But Rick Perlstein, writing in his popular history of this time, Nixonland, says that in making herself such a problem for the administration, Fonda inspired a more pointed Nixon strategy, one that would outlast Nixon's own presidency.

He writes, Fonda's trip marked the emergence of a new narrative about Vietnam, that people like Lyndon Johnson and Richard Nixon weren't responsible for the disaster, but people like Fonda stabbing American soldiers and South Vietnamese allies in the back were.

Over the next couple of weeks and months, attacks on Fonda increased, led by right-wing political figures calling her traitorous, communistic, and shrill.

Jesse Helms, who was running for his first term as senator at the time, was then the executive vice president and chairman at a North Carolina-based TV station, and he regularly denounced Fonda on TV.

In August, First Lady Pat Nixon criticized the visit.

That same month, Representative Fletcher Thompson sought to subpoena Fonda to speak before a congressional committee holding hearings on travel to hostile areas, i.e., North Vietnam.

Another congressman would later introduce legislation that would restrict such travel because of Fonda.

The veterans of foreign wars called her a traitorous meddler and said she should be prosecuted and she would be chastised and censured by a couple of state and city legislatures and excoriated in a handful of newspapers.

But all of this didn't come to very much.

At the time in 1972, yes, you can say there was a lot of venom directed against her, a lot of criticism.

She was called a traitor.

But this did not get much traction because at this time, fewer than 50% of Americans supported the war.

This may also explain why the anti-aircraft gun photo, which has since become the iconic image of Fonda's supposed treachery, wasn't yet central to the attacks on her.

That photograph, nobody paid much attention to it at the time.

I suspect the primary reason is that at the time, in 1972, a lot of Americans were horrified at the bombing.

What that picture showed is not just James Fonda on an anti-aircraft emplacement, but what you don't see is that there are planes up in the sky that are dropping bombs on people.

Instead of the photos, the focus was on Fonda's Radio Hanoi broadcast, in which he addressed American soldiers in South Vietnam.

This is Jenny Fonda, speaking from Hanoi.

A phenomenon has been taking place in the United States called the GI movement.

Prior to 1968,

many of the soldiers, the grunts, the snuffies, the ground troops in South Vietnam,

had believed what their officers and and their generals had told them.

In focusing on the broadcasts, our critics were hoping to establish a lineage between Fonda and Axis Sally and Tokyo Rose, two American women who had been charged with treason for broadcasting on German and Japanese radio during World War II.

There was also a Vietnamese woman who had broadcast in English on Radio Hanoi, who was known as Hanoi Hanna.

Sometime in late 72 or early 73, Fonda got the nickname Hanoi Jane at first to connect her to these women.

But the name took on a life of its own in 1973 when Fonda called returning POWs who said the North Vietnamese had a blanket torture policy, liars.

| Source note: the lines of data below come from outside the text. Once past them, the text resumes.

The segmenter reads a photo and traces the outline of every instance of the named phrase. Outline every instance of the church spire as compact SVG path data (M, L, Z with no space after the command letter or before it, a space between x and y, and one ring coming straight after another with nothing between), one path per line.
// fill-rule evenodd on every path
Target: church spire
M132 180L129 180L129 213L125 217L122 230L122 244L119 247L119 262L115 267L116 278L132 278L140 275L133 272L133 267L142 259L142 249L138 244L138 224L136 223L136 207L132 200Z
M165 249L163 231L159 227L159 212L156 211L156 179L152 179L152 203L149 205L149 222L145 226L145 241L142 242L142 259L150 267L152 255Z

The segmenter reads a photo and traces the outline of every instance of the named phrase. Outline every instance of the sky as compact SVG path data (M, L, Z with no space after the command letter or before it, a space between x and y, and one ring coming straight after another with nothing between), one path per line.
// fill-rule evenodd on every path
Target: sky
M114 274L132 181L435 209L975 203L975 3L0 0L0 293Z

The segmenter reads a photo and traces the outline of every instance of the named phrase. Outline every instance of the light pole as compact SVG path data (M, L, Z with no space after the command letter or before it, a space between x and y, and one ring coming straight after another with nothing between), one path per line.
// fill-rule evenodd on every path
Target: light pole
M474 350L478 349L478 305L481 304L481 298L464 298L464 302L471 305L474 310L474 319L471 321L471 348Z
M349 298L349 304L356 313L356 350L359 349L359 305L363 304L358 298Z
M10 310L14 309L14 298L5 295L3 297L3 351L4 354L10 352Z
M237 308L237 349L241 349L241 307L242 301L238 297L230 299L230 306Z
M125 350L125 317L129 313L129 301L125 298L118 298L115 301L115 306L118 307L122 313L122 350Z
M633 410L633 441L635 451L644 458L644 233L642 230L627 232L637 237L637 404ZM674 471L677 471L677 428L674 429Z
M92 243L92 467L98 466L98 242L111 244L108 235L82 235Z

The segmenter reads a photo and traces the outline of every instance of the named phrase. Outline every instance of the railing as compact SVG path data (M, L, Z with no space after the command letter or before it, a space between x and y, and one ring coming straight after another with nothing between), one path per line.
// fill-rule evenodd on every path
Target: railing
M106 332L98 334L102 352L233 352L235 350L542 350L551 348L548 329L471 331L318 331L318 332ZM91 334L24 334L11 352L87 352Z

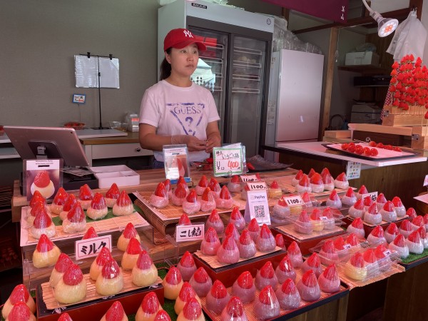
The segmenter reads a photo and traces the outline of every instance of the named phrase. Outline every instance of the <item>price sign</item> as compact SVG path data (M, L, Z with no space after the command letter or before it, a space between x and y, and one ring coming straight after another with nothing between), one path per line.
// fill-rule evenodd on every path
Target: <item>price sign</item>
M175 228L175 241L203 240L204 224L178 225Z
M242 148L215 147L213 148L214 158L214 176L243 173Z
M305 205L305 202L299 195L282 198L288 206L296 206Z
M241 175L240 177L243 182L254 182L259 180L255 175Z
M76 260L96 256L103 248L107 248L111 252L111 235L76 241L74 243Z
M265 182L247 182L250 190L267 190L268 186Z
M362 194L362 195L361 196L361 199L364 200L367 196L370 196L373 202L376 202L376 200L377 199L377 192L372 192L367 193L367 194Z

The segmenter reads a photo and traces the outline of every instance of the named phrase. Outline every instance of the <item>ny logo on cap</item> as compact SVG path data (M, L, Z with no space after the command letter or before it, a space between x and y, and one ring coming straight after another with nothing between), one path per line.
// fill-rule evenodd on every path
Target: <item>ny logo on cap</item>
M183 30L183 32L184 33L184 35L186 37L190 37L190 38L193 38L193 35L192 34L192 33L190 31L189 31L188 30Z

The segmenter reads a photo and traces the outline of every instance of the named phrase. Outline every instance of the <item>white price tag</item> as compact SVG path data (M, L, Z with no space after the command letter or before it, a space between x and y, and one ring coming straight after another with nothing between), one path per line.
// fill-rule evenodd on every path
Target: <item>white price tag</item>
M175 242L203 240L204 224L178 225L175 228Z
M243 173L242 148L215 147L213 148L215 176Z
M107 248L111 252L111 235L79 240L74 243L76 260L91 258L98 255L101 248Z
M288 206L296 206L305 205L305 202L299 195L282 198Z
M250 190L267 190L268 185L265 182L247 182Z
M367 194L362 194L362 195L361 196L361 199L364 200L364 199L367 196L370 196L373 202L376 202L376 200L377 199L377 192L372 192L367 193Z

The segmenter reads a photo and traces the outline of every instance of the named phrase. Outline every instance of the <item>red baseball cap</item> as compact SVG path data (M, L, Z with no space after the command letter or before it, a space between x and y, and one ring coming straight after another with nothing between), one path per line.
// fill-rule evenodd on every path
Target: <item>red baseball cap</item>
M163 39L163 51L166 51L168 49L171 47L181 49L191 44L196 44L198 49L200 51L207 50L207 47L203 42L198 40L193 36L193 34L188 29L183 28L173 29L168 33L165 39Z

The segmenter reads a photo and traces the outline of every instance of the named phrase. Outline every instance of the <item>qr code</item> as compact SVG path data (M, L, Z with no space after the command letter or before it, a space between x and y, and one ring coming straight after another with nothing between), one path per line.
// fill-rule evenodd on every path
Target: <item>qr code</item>
M264 218L265 217L265 206L256 205L254 207L254 213L255 213L255 218Z

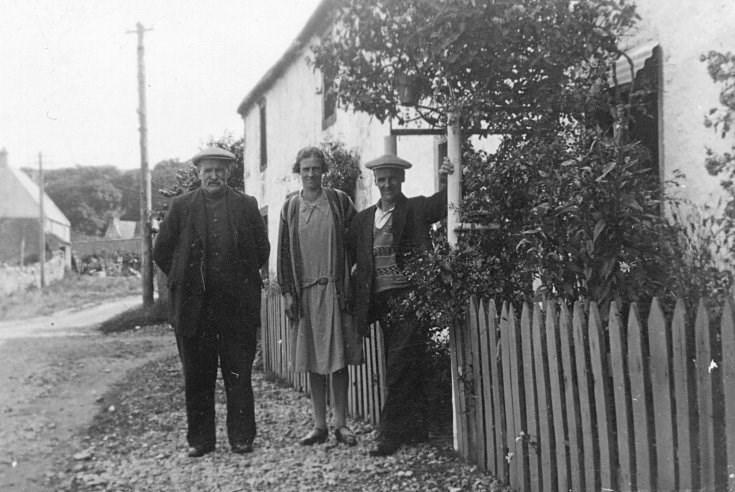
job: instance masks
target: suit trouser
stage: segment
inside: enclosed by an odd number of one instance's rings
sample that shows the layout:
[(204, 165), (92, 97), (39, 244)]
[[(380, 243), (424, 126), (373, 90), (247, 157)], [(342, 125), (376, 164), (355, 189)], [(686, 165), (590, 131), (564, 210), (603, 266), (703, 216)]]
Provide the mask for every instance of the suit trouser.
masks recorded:
[(427, 436), (426, 370), (427, 332), (415, 316), (395, 314), (394, 306), (405, 291), (375, 294), (385, 350), (386, 400), (380, 414), (380, 435), (397, 442)]
[(184, 370), (187, 441), (207, 447), (216, 440), (214, 391), (217, 366), (227, 397), (227, 437), (230, 445), (255, 438), (255, 403), (251, 372), (257, 326), (246, 326), (239, 302), (229, 294), (205, 298), (199, 330), (193, 337), (176, 337)]

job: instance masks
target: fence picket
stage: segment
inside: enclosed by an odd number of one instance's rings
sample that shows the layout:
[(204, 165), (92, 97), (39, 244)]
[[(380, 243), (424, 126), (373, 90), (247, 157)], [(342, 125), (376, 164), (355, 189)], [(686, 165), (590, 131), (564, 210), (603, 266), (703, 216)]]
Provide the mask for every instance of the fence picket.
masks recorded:
[(541, 485), (543, 490), (554, 491), (556, 481), (556, 456), (554, 455), (554, 430), (551, 427), (552, 407), (549, 397), (549, 364), (546, 353), (546, 333), (544, 330), (541, 306), (533, 307), (531, 336), (533, 337), (533, 359), (538, 398), (539, 461)]
[(705, 490), (714, 490), (715, 487), (714, 408), (712, 375), (710, 374), (710, 361), (713, 359), (710, 336), (709, 312), (704, 300), (700, 299), (697, 306), (697, 318), (694, 322), (694, 337), (697, 351), (695, 367), (699, 414), (700, 487)]
[[(473, 303), (474, 301), (474, 303)], [(482, 464), (485, 462), (485, 445), (482, 420), (482, 376), (480, 375), (480, 354), (479, 354), (479, 333), (477, 322), (477, 299), (472, 296), (470, 299), (470, 312), (467, 313), (467, 320), (472, 320), (469, 326), (465, 324), (462, 328), (462, 337), (464, 338), (464, 346), (466, 353), (466, 374), (469, 379), (467, 390), (469, 391), (467, 401), (467, 433), (469, 442), (468, 461), (471, 463)]]
[(664, 312), (657, 298), (653, 299), (648, 316), (648, 336), (651, 348), (651, 391), (653, 423), (656, 436), (656, 486), (661, 490), (676, 488), (674, 470), (674, 421), (671, 412), (671, 351)]
[(500, 311), (500, 347), (501, 364), (503, 368), (503, 396), (505, 403), (505, 446), (508, 463), (508, 483), (511, 487), (518, 487), (518, 458), (515, 456), (515, 398), (513, 398), (513, 380), (510, 371), (510, 323), (508, 322), (508, 303), (504, 302)]
[(561, 303), (559, 316), (561, 357), (564, 368), (564, 398), (567, 405), (567, 429), (569, 431), (569, 476), (572, 490), (585, 490), (584, 446), (582, 445), (582, 417), (579, 408), (579, 388), (574, 362), (574, 338), (572, 317), (567, 305)]
[(676, 457), (678, 461), (678, 483), (680, 490), (691, 490), (696, 483), (696, 447), (692, 422), (696, 420), (694, 412), (694, 387), (692, 376), (692, 350), (690, 334), (686, 324), (686, 307), (684, 301), (676, 301), (674, 317), (671, 323), (671, 346), (674, 371), (674, 395), (676, 401)]
[(449, 351), (452, 358), (452, 388), (454, 397), (455, 448), (467, 456), (467, 407), (464, 391), (464, 347), (457, 326), (449, 327)]
[(633, 409), (633, 438), (636, 453), (636, 485), (639, 490), (654, 490), (652, 476), (652, 435), (648, 422), (648, 382), (644, 366), (643, 328), (638, 306), (630, 306), (628, 316), (628, 370), (630, 372), (630, 398)]
[(721, 325), (722, 386), (725, 400), (727, 440), (727, 490), (735, 490), (735, 312), (732, 299), (725, 300)]
[(521, 310), (521, 362), (523, 367), (523, 386), (526, 394), (526, 432), (523, 452), (528, 457), (528, 477), (530, 490), (540, 490), (541, 470), (539, 469), (539, 432), (538, 406), (533, 374), (533, 340), (531, 339), (531, 309), (523, 303)]
[(602, 326), (597, 304), (590, 303), (588, 325), (590, 365), (594, 381), (597, 442), (600, 450), (599, 480), (602, 490), (617, 490), (617, 452), (613, 432), (612, 388), (605, 346), (605, 328)]
[(584, 476), (589, 490), (600, 490), (600, 480), (595, 470), (598, 469), (600, 456), (595, 449), (595, 421), (592, 413), (592, 380), (587, 353), (587, 323), (585, 322), (582, 303), (574, 303), (572, 315), (574, 333), (575, 363), (577, 364), (577, 385), (579, 386), (579, 406), (582, 417), (582, 445), (584, 447)]
[(569, 490), (569, 459), (564, 422), (564, 384), (560, 354), (559, 318), (556, 303), (546, 301), (546, 354), (549, 364), (549, 393), (551, 396), (552, 425), (554, 428), (554, 453), (556, 454), (557, 489)]
[(492, 369), (492, 398), (494, 412), (494, 432), (495, 432), (495, 476), (508, 481), (508, 462), (505, 459), (505, 442), (506, 442), (506, 423), (505, 408), (501, 400), (504, 394), (503, 375), (501, 373), (502, 357), (501, 347), (498, 340), (498, 313), (495, 308), (495, 301), (492, 299), (487, 307), (487, 335), (490, 354), (490, 367)]
[[(263, 367), (308, 391), (289, 365), (293, 330), (280, 301), (262, 300)], [(450, 330), (463, 456), (523, 491), (735, 490), (732, 299), (719, 327), (704, 300), (694, 326), (683, 300), (670, 325), (657, 299), (645, 325), (632, 304), (627, 326), (616, 303), (607, 327), (595, 303), (589, 319), (581, 303), (573, 314), (563, 303), (557, 314), (553, 301), (525, 305), (520, 320), (508, 303), (499, 320), (492, 301), (473, 298), (469, 309), (464, 329)], [(366, 363), (348, 370), (349, 411), (374, 424), (385, 392), (381, 335), (371, 326)]]
[(462, 340), (461, 343), (465, 352), (464, 384), (465, 398), (467, 398), (465, 401), (467, 408), (467, 417), (465, 418), (465, 425), (467, 426), (467, 452), (464, 456), (470, 463), (481, 463), (479, 444), (482, 442), (479, 439), (479, 434), (482, 431), (477, 428), (477, 414), (480, 410), (480, 402), (477, 394), (479, 374), (475, 366), (477, 352), (476, 334), (477, 332), (475, 330), (466, 330), (465, 326), (461, 326), (460, 333), (458, 334), (459, 339)]
[[(375, 378), (375, 380), (372, 382), (372, 384), (377, 385), (378, 390), (378, 399), (375, 402), (378, 409), (383, 408), (383, 402), (385, 402), (385, 399), (388, 394), (388, 390), (385, 386), (385, 357), (383, 357), (383, 347), (385, 347), (385, 340), (383, 340), (383, 331), (378, 330), (377, 325), (373, 328), (373, 336), (371, 337), (373, 340), (375, 340), (373, 343), (375, 345), (375, 358), (378, 360), (378, 374)], [(375, 419), (375, 423), (380, 422), (380, 412), (378, 411)]]
[[(372, 375), (372, 353), (374, 345), (374, 339), (367, 340), (368, 351), (365, 354), (365, 363), (360, 366), (360, 379), (362, 381), (362, 384), (360, 384), (360, 399), (362, 400), (362, 407), (365, 409), (365, 415), (370, 420), (375, 419), (375, 403), (370, 401), (370, 376)], [(378, 409), (378, 412), (380, 412), (380, 409)]]
[(610, 370), (615, 400), (615, 417), (618, 446), (618, 486), (620, 490), (635, 488), (634, 474), (635, 451), (633, 448), (633, 419), (628, 383), (627, 352), (625, 346), (625, 325), (618, 305), (610, 303), (608, 332), (610, 335)]
[(528, 490), (528, 457), (523, 452), (525, 443), (516, 438), (527, 429), (526, 426), (526, 397), (523, 384), (523, 366), (521, 359), (521, 328), (516, 318), (513, 306), (508, 305), (508, 335), (510, 338), (510, 384), (513, 391), (513, 431), (509, 435), (512, 440), (514, 458), (516, 461), (516, 479), (518, 488)]
[[(483, 467), (486, 470), (490, 470), (498, 476), (497, 470), (495, 470), (495, 422), (494, 416), (494, 401), (492, 398), (491, 389), (491, 378), (492, 373), (495, 370), (492, 367), (492, 357), (490, 347), (488, 346), (488, 338), (490, 331), (490, 322), (487, 317), (487, 305), (485, 302), (478, 303), (478, 319), (477, 319), (477, 331), (480, 342), (479, 351), (479, 363), (477, 364), (480, 374), (482, 375), (482, 398), (480, 402), (483, 405), (482, 413), (478, 412), (480, 418), (482, 418), (482, 426), (484, 427), (484, 441), (485, 441), (485, 461)], [(479, 424), (478, 424), (479, 426)]]

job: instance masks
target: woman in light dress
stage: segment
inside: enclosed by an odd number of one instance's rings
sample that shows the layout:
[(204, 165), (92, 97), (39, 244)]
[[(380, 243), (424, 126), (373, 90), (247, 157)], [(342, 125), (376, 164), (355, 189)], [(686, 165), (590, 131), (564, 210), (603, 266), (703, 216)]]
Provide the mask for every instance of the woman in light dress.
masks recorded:
[(327, 172), (324, 153), (316, 147), (301, 149), (293, 172), (302, 190), (283, 205), (278, 238), (278, 283), (286, 315), (292, 320), (291, 363), (309, 373), (314, 428), (299, 443), (313, 445), (329, 437), (327, 388), (331, 375), (334, 435), (338, 442), (355, 445), (347, 427), (347, 365), (363, 362), (362, 339), (347, 312), (351, 304), (350, 259), (345, 230), (355, 207), (342, 191), (322, 187)]

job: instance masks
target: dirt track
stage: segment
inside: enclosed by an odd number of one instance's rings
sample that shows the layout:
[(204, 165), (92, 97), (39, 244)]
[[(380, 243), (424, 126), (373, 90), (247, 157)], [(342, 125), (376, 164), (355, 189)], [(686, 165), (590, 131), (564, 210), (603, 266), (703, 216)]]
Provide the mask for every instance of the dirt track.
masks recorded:
[[(0, 323), (0, 490), (48, 490), (64, 450), (129, 369), (174, 354), (173, 336), (102, 335), (97, 325), (133, 307), (125, 298), (55, 316)], [(86, 325), (86, 326), (85, 326)]]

It's a comment for which she would later apologize, but that spurred a lot of immediate and intense hostility, like people burning her in effigy and death threats, as well as much of the long-lasting anger.

If she doesn't like it here, I believe that she should go inside with all of those people over here and go have it with them.

It also prompted this song, which you heard earlier, a country western track performed by Leon Rausch.

By this point, her acting career was in a precarious position.

Talking to the New York Times in 1982, she said, Nixon was president and I couldn't get a job.

I can't say I was blacklisted, but I was graylisted.

So clearly, many people were very angry with Jane Fonda.

What's important to keep in mind is that for all of the people who were angry with Fonda, there were even more who were not angry with her, who shared her views on this deeply unpopular war and admired her for expressing them.

The American public at the time was living with the reality of the war.

They knew what the bombing was doing to Vietnam.

There were a lot of Americans who were really distressed about it, and her popularity actually increased at the time.

In 1973, the Gallup poll listed Fonda as one of the most admired women in America for the first time on a list topped by Pat Nixon.

Articles written now about this period tend to say this is when Fonda became controversial, and that's just been the case ever since.

But it's not.

By 1974, the level of ire towards her was already abating.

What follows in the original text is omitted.